Single by Stephanie Mills

from the album Stephanie Mills
- B-side: "Stand Back"
- Released: 1986
- Recorded: 1985
- Genre: R&B; soul;
- Length: 6:34 (album) 4:51 (single)
- Label: MCA 5669
- Songwriters: Angela Winbush; René Moore;
- Producer: Ron Kersey

Stephanie Mills singles chronology
| "Stand Back" (1985) | "I Have Learned to Respect the Power of Love" (1986) | "Rising Desire" (1986) |

= I Have Learned to Respect the Power of Love =

"I Have Learned to Respect the Power of Love" is a song that was written by Angela Winbush and René Moore, of the singing duo Rene & Angela.The song first appeared on the self-titled album, "Alton McClain & Destiny" (Polydor, 1979) as "The Power of Love". This album was later re-released as It Must Be Love. Alton McClain & Destiny are best known for their disco song, "It Must Be Love."

==Stephanie Mills recording==
A version was recorded by American R&B singer, Stephanie Mills, and was the second single release from her 1985 self-titled album. The song peaked at #1 on the Billboard Hot Black Singles chart, and remained number one for two weeks in May 1986.

"I Have Learned to Respect the Power of Love" was Mills's sixteenth entry on the chart and her first number-one single. While the song was one of her most successful in the R&B/soul markets, the single did not make the Billboard Hot 100.
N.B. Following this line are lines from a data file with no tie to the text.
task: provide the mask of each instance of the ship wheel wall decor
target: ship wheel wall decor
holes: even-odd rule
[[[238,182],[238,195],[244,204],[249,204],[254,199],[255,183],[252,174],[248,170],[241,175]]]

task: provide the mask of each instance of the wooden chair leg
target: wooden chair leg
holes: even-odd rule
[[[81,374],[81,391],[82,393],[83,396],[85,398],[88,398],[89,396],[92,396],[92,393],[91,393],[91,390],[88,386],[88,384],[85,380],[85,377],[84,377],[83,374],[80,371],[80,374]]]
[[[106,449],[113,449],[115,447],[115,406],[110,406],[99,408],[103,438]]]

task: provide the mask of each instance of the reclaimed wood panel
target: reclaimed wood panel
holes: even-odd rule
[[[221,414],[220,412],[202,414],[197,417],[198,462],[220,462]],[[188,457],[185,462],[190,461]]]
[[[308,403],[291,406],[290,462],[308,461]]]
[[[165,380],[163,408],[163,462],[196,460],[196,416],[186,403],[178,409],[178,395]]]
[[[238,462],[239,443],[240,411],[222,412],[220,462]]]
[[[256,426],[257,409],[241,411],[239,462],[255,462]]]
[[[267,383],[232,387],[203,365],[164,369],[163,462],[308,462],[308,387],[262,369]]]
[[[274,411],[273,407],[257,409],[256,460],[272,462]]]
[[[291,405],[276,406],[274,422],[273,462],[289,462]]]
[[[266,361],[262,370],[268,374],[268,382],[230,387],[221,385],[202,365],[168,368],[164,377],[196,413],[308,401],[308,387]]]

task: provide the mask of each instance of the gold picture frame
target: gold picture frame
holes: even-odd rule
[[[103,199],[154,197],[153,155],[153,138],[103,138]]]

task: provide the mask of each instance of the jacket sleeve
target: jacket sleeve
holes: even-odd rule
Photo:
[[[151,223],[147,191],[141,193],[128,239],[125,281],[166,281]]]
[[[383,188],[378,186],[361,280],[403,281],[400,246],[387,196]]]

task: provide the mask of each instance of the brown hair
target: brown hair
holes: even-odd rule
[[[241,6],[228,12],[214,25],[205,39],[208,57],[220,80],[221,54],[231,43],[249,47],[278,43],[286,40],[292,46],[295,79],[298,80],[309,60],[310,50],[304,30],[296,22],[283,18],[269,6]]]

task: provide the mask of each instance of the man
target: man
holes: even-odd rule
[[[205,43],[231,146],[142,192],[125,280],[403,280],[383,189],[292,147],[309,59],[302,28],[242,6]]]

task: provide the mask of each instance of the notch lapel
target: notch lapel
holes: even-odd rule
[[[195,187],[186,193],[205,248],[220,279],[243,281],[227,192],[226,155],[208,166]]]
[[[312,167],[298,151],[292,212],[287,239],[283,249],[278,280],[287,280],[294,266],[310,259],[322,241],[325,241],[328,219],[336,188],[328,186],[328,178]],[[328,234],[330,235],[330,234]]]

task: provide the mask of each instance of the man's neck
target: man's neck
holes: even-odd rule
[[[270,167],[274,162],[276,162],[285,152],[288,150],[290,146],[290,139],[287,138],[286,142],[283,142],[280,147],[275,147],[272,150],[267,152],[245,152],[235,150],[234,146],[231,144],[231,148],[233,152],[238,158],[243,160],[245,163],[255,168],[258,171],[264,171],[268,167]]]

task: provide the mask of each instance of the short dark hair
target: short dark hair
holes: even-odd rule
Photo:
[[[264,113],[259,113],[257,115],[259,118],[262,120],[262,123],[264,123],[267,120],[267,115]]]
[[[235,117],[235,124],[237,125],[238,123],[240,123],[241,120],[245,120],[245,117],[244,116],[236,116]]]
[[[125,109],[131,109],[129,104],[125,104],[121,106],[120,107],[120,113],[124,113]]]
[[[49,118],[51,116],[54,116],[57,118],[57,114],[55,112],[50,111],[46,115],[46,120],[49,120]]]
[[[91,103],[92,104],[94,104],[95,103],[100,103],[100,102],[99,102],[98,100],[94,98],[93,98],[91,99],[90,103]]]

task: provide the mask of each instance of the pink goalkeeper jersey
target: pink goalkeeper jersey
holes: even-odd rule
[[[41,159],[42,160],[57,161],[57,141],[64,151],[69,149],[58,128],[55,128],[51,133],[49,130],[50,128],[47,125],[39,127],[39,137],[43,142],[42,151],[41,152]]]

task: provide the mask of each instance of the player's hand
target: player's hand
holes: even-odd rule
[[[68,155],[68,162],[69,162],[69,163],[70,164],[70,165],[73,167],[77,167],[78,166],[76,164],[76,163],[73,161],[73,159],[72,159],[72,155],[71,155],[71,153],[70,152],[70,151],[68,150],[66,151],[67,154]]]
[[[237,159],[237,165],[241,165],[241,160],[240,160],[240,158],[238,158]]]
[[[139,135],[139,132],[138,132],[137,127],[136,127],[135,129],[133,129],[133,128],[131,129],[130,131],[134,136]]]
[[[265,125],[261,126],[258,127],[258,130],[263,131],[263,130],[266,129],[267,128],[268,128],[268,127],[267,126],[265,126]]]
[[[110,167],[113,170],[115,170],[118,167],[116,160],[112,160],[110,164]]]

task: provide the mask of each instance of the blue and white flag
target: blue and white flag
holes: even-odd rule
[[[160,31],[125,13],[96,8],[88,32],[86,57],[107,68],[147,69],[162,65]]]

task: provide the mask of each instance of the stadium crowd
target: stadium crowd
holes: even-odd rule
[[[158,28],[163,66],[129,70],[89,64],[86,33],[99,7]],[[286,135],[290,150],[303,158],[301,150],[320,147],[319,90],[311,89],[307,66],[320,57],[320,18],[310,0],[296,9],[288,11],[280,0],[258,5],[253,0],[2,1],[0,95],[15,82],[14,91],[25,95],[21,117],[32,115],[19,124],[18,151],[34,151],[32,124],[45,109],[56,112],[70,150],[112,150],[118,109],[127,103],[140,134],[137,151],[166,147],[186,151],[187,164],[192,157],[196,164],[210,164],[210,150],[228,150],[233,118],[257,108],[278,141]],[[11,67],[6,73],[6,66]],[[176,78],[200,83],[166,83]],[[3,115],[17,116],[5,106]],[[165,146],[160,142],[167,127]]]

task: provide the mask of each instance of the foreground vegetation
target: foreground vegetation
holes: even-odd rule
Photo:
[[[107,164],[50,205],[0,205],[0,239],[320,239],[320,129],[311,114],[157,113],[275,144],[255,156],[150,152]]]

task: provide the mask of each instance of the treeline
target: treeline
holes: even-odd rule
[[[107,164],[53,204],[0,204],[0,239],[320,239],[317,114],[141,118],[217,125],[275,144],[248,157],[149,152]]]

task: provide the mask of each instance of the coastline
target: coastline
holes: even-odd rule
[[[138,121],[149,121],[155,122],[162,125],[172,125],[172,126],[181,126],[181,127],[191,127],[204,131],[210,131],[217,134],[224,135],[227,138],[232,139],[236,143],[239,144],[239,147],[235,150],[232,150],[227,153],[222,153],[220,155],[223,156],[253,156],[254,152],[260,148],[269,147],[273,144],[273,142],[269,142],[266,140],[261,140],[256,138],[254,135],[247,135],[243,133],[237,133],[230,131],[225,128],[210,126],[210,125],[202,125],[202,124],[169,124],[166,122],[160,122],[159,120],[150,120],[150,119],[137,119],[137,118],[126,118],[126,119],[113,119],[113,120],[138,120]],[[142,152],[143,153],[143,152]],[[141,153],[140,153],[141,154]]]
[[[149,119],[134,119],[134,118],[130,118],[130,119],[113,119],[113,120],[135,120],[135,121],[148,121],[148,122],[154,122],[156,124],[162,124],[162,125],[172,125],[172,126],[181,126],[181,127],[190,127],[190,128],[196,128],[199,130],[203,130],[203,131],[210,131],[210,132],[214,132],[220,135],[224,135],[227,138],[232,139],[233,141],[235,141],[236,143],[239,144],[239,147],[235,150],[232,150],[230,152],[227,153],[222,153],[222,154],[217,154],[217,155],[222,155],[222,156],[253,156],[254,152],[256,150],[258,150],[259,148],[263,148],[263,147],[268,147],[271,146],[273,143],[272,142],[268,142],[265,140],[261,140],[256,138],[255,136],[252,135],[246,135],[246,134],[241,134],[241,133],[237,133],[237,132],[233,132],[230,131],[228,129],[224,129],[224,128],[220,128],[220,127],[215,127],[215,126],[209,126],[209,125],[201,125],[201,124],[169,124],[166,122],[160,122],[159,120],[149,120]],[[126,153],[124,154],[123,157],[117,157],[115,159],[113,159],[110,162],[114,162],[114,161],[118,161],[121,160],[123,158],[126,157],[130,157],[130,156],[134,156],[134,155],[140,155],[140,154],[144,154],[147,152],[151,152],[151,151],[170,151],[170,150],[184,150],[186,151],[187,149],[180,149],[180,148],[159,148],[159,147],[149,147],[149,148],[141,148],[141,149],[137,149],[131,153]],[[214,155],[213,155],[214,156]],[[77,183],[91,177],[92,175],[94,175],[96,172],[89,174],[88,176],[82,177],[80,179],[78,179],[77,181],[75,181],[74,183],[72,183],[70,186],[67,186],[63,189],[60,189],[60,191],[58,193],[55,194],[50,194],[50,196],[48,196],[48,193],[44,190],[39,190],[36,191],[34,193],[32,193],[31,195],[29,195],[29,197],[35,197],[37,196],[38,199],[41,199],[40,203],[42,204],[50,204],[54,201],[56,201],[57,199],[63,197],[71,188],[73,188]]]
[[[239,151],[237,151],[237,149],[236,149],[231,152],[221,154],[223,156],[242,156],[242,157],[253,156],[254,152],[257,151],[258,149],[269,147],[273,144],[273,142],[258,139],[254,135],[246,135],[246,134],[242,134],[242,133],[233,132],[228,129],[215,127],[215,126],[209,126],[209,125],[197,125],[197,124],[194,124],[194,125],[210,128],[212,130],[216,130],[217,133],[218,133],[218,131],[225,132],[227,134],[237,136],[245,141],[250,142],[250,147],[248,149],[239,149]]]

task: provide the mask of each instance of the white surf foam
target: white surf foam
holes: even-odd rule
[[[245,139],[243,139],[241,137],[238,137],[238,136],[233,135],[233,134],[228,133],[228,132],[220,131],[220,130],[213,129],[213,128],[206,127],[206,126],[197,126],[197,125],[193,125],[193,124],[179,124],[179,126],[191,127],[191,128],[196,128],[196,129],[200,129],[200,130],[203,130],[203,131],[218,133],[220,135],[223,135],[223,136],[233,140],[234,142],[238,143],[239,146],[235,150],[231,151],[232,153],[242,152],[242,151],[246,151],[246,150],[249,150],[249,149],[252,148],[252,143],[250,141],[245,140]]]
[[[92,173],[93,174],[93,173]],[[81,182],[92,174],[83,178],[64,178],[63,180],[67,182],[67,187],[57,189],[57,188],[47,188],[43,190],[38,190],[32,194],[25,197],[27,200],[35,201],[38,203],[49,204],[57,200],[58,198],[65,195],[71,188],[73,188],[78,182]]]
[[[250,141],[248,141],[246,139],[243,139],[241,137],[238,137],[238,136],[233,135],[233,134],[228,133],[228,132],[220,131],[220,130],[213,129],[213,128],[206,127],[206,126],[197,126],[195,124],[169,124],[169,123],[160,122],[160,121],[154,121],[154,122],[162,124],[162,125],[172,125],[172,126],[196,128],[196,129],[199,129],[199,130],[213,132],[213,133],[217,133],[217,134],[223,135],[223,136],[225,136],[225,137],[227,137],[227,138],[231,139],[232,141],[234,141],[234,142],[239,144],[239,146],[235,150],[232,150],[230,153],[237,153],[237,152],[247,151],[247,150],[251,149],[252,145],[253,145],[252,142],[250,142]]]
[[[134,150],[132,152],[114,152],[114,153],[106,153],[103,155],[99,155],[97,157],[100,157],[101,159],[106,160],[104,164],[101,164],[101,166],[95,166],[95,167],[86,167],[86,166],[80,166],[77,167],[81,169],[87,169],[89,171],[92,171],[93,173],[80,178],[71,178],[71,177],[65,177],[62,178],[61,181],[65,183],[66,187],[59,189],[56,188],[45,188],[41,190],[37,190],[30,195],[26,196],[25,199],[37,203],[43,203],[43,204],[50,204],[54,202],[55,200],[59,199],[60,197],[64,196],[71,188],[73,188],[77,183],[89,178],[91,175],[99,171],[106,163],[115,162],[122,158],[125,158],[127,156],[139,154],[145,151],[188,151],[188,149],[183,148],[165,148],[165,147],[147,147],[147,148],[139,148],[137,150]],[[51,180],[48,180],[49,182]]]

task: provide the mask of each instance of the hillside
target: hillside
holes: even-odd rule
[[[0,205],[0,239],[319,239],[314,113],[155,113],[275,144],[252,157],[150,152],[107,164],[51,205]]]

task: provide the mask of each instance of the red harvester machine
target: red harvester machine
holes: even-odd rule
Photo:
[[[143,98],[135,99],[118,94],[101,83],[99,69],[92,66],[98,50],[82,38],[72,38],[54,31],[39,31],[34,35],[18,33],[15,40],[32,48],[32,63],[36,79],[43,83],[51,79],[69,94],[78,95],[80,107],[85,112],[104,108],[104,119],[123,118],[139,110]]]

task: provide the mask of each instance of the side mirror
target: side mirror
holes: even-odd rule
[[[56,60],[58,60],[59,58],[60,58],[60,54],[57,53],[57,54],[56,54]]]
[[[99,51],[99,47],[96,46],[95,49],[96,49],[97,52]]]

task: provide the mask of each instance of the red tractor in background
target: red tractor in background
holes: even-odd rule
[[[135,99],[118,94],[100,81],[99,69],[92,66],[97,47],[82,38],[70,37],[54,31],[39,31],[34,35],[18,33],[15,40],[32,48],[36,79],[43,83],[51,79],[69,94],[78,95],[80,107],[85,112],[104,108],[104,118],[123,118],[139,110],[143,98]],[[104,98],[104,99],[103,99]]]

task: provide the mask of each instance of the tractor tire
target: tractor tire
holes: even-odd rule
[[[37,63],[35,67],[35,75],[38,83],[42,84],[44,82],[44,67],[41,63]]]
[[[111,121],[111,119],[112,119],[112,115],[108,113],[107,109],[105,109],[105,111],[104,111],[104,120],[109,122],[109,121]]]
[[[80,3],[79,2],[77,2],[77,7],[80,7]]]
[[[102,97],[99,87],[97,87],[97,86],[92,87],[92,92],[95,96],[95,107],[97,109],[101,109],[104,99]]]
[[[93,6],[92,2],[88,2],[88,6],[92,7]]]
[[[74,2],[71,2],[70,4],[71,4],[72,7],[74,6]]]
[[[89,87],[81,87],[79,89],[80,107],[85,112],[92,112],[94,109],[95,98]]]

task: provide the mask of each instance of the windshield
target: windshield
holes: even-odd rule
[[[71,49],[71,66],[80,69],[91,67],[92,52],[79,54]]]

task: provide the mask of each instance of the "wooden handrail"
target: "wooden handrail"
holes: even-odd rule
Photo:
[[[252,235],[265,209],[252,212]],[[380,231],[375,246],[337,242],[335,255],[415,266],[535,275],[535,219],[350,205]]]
==Formats and track listings==
- US 7" vinyl
1. "I Have Learned to Respect the Power of Love" (Radio Edit) – 4:51
2. "Stand Back" – 3:58

- US 12" vinyl
3. "I Have Learned To Respect The Power Of Love" (Extended Mix) – 6:37
4. "I Have Learned To Respect The Power Of Love" (Instrumental) – 6:37
5. "I Have Learned To Respect The Power Of Love" (A Cappella) – 6:30
6. "I Have Learned To Respect The Power Of Love" (Power Beats) – 4:43

==Charts==

| Chart (1986) | Peak position |
|---|---|
| US Hot R&B/Hip-Hop Songs (Billboard) | 1 |

==Cover Versions==
- The song's writer Angela Winbush later recorded the tune herself which appears on her second studio album The Real Thing (1989).